Fitz Partners chief executive Hugues Gilibert said: "We would have expected the reduction of the investment advisory fee component to happen earlier and be more in sync with the overall downward trend seen in management fee levels.
"The timing difference could reflect a certain lack of elasticity when it comes to the pricing of funds' investment advisory function, be it from internal teams on which their remuneration depends, pressure from internal transfer pricing rules or the strong bargaining power of sub-advisors."
He added it was good news firms were more regularly carrying out fund reviews, which would be beneficial to both the firm and clients.
"From discussions with clients, we know that fund houses are becoming more focused on these internal fees and that in-depth fee reviews are carried out more regularly.
"Fund fees benchmarking is not only a review of the level of funds costs to investors, it is also part of good business practice and stronger governance supporting asset managers' margin preservation efforts.
The share of management costs paid for by investment advisory fees have increased by 10% over the past four years.
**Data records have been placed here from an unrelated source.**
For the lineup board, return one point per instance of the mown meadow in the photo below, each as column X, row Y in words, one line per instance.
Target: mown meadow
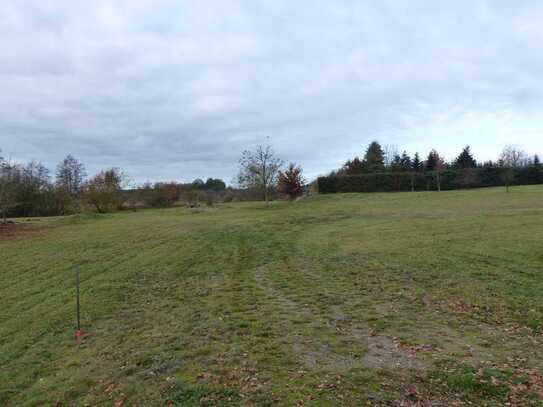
column 347, row 299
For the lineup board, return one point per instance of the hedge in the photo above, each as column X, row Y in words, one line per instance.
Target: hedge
column 427, row 181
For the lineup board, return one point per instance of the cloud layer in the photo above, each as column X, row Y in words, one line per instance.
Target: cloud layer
column 173, row 90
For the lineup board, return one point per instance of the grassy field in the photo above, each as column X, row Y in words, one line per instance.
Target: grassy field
column 354, row 299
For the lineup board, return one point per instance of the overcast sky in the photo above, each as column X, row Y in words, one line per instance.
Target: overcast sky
column 174, row 90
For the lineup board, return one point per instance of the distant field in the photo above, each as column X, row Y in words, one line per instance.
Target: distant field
column 339, row 299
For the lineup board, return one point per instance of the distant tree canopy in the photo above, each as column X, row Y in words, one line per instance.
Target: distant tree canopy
column 465, row 159
column 216, row 185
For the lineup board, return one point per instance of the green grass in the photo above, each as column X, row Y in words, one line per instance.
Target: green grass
column 337, row 299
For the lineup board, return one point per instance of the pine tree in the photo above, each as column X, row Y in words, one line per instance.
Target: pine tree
column 353, row 167
column 465, row 159
column 405, row 162
column 396, row 164
column 291, row 182
column 374, row 159
column 417, row 165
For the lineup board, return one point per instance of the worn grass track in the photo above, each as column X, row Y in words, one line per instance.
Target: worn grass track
column 430, row 298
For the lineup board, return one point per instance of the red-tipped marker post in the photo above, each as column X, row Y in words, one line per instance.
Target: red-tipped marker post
column 78, row 333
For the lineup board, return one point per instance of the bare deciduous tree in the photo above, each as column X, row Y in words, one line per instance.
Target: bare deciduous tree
column 70, row 174
column 7, row 187
column 259, row 169
column 104, row 190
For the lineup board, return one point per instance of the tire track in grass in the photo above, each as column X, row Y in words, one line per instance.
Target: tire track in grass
column 381, row 353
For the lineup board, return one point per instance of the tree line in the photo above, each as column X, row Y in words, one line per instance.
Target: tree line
column 30, row 189
column 385, row 169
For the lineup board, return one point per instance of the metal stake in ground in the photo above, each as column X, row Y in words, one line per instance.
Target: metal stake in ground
column 79, row 332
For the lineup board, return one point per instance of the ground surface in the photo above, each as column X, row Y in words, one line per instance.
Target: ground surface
column 378, row 299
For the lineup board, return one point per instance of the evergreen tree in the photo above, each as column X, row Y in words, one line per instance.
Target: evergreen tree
column 417, row 165
column 354, row 167
column 405, row 161
column 396, row 164
column 374, row 159
column 465, row 159
column 291, row 182
column 434, row 162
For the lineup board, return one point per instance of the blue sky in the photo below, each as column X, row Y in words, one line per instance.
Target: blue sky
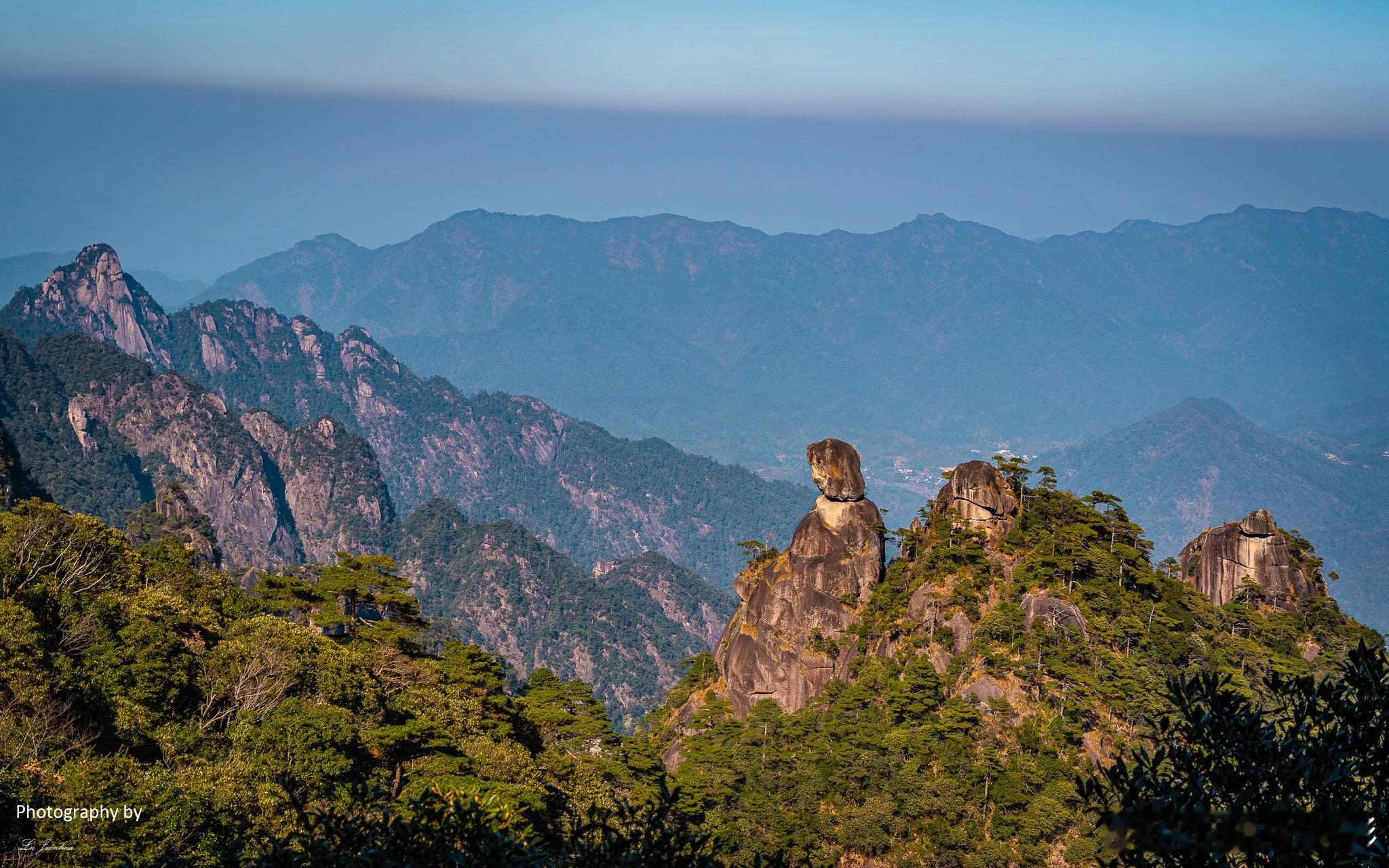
column 1234, row 67
column 196, row 135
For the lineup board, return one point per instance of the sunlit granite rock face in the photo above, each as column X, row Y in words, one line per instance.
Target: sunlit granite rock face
column 784, row 642
column 979, row 498
column 96, row 298
column 1220, row 559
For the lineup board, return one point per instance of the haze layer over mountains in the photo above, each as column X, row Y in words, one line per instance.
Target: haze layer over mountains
column 930, row 343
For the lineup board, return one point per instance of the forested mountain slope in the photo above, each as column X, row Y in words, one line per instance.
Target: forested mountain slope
column 930, row 336
column 1200, row 463
column 1016, row 645
column 624, row 627
column 100, row 431
column 585, row 492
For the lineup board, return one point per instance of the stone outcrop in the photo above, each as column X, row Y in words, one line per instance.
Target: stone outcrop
column 1053, row 612
column 962, row 632
column 332, row 485
column 982, row 690
column 96, row 298
column 979, row 499
column 1220, row 559
column 784, row 642
column 227, row 477
column 172, row 514
column 684, row 596
column 496, row 456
This means the remaining revenue or margin received by fund houses from management fees after any investment advisory and distribution fees has reduced.
"A substantial part of a fund management fee consists of the cost of investment advisory or portfolio management and the level of this specific cost impacts their revenues substantially.
"There is a real need for asset managers to be able to review all parts of their expenses and look even more closely to the structure of their own management fees," Gillibert commented.
Fitz Partners' research is based on asset managers' confidential fee schedules and aims to show the true cost of investment advisory fees paid to entities providing advisory services to the fund. These are usually paid out of the funds' management fees.